Klagers hebben, op advies van de notaris, ter voorkoming van het eventueel ontstaan van een erfdienstbaarheid door verjaring, de verjaringstermijn gestuit door het sturen van een aangetekende brief op 28 december 2011 aan [M], waarvan een akte van depot is opgemaakt met het verzoek aan de notaris tot inschrijving hiervan in het kadaster.

De notaris heeft ten verweer het volgende aangevoerd.

De notaris heeft navraag gedaan bij een vorige eigenaar, te weten de heer [P] (hierna te noemen: [P]). [P] heeft perceel 1 in 1975 verkregen van de heer van [Z], die zelf eigenaar bleef van perceel 2. In 1975 heeft [Z] op de erfgrens tussen perceel 1 en perceel 2 een muur gebouwd met op last van de brandweer een vluchtdeur naar perceel 1 er in. [P] heeft destijds geen bezwaar gemaakt, aangezien de deur uitsluitend als nooduitgang voor perceel 2 werd gebruikt.

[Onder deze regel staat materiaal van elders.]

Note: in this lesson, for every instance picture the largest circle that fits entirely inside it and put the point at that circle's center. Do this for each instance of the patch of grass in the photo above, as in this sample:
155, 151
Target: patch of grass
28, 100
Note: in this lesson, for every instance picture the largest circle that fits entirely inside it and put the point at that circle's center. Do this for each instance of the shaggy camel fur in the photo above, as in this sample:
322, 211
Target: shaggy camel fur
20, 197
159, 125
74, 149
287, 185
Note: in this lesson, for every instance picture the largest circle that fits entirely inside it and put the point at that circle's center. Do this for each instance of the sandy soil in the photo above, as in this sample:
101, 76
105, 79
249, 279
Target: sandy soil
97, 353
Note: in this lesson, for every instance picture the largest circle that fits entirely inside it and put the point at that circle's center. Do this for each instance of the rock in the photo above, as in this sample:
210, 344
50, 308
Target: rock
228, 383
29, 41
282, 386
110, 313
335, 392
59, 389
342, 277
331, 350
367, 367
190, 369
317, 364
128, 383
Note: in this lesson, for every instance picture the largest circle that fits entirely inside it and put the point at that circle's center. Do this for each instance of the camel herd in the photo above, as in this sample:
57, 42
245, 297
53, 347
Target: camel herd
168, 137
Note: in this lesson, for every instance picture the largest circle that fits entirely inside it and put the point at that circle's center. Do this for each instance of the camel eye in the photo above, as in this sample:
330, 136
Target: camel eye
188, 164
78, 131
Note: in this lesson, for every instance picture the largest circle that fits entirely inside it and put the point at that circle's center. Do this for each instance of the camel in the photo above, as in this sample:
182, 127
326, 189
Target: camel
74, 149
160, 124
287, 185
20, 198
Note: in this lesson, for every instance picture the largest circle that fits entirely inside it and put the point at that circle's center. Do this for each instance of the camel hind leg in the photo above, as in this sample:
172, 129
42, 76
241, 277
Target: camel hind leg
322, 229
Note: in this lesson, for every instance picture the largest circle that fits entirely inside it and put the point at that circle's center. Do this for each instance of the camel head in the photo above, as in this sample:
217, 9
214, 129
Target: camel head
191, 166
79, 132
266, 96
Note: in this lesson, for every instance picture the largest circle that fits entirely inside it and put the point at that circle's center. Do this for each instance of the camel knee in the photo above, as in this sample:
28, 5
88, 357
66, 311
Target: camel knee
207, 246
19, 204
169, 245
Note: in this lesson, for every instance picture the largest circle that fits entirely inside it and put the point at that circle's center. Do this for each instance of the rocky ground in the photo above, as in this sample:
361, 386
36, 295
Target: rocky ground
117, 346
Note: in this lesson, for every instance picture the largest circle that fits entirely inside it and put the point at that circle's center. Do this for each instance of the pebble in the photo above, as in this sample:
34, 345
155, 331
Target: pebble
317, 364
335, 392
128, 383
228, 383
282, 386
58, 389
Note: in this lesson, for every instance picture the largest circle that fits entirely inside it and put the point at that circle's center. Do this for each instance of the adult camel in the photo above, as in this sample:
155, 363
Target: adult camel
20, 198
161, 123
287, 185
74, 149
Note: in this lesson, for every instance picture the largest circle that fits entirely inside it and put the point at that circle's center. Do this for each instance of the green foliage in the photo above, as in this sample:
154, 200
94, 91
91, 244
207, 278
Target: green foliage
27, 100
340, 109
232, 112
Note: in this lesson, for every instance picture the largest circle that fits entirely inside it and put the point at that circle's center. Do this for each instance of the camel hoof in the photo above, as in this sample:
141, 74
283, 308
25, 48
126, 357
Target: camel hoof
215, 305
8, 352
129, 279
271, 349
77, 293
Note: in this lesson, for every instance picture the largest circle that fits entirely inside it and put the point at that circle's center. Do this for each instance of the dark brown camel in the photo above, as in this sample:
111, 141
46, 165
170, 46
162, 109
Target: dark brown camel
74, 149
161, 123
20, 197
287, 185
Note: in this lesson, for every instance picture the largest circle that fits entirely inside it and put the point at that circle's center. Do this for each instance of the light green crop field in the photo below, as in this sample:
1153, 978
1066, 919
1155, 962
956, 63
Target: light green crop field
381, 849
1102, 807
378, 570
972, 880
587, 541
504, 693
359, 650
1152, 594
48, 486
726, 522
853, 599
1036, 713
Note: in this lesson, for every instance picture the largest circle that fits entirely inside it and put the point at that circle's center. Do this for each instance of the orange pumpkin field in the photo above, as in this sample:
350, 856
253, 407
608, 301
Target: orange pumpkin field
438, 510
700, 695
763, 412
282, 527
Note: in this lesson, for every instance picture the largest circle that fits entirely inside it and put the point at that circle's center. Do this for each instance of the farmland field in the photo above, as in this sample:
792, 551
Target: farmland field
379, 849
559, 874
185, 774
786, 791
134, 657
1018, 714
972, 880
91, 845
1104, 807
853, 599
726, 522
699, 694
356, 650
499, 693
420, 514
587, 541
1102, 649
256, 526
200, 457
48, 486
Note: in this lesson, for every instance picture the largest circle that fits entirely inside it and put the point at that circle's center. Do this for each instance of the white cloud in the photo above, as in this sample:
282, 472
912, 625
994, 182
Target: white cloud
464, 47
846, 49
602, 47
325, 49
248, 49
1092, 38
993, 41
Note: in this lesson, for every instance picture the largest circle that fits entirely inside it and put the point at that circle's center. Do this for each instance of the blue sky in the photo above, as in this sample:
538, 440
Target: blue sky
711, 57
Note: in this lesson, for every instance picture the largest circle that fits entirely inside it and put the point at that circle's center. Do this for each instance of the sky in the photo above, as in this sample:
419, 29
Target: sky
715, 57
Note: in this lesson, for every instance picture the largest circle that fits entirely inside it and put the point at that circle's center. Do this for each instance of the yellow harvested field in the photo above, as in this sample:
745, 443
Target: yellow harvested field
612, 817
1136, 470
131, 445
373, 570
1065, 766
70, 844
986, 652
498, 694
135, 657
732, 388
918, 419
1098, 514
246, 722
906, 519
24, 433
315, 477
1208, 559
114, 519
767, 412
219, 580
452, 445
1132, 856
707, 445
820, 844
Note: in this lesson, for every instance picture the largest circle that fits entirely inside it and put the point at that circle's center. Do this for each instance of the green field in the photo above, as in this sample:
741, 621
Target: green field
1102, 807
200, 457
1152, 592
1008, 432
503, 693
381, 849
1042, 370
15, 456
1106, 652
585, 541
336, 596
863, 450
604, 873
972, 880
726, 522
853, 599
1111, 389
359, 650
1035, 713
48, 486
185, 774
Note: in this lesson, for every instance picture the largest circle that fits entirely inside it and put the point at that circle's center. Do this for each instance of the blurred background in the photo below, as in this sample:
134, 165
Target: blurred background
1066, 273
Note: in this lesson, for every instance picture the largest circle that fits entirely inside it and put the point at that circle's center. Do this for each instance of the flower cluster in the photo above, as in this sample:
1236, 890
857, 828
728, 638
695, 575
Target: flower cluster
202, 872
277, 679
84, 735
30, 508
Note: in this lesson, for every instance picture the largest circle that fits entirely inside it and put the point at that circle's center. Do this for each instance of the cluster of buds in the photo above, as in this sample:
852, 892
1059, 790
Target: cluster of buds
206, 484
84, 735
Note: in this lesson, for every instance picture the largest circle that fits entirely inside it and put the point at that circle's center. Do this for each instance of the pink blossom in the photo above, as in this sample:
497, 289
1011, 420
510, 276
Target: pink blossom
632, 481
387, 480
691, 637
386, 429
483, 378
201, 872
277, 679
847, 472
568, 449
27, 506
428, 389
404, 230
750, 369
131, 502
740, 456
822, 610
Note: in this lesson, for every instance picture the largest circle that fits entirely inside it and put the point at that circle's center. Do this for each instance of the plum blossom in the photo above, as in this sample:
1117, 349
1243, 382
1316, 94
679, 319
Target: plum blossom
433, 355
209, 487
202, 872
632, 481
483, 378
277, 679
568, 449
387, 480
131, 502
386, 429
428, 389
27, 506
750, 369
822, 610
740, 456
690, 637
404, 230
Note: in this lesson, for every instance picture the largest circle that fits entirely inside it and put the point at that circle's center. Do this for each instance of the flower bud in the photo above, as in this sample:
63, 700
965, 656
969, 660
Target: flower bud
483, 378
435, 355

Ten tijde van de koop heeft [P] klagers desgevraagd uitgebreid geïnformeerd over de deur. Voor de overdracht van [P] aan klagers, hebben klagers zich door een ambtenaar van Bouw- en Woningtoezicht laten informeren over de deur. Deze ambtenaar concludeerde dat er geen sprake was van een officiële vluchtdeur, terwijl de brandweer destijds wel een vluchtdeur had geëist. Volgens de notaris is het derhalve onbegrijpelijk dat klagers hun onderzoeksplicht laten eindigen bij deze ambtenaar van Bouw- en Woningtoezicht en dat zij niets in de akte van levering over deze deur hebben laten opnemen.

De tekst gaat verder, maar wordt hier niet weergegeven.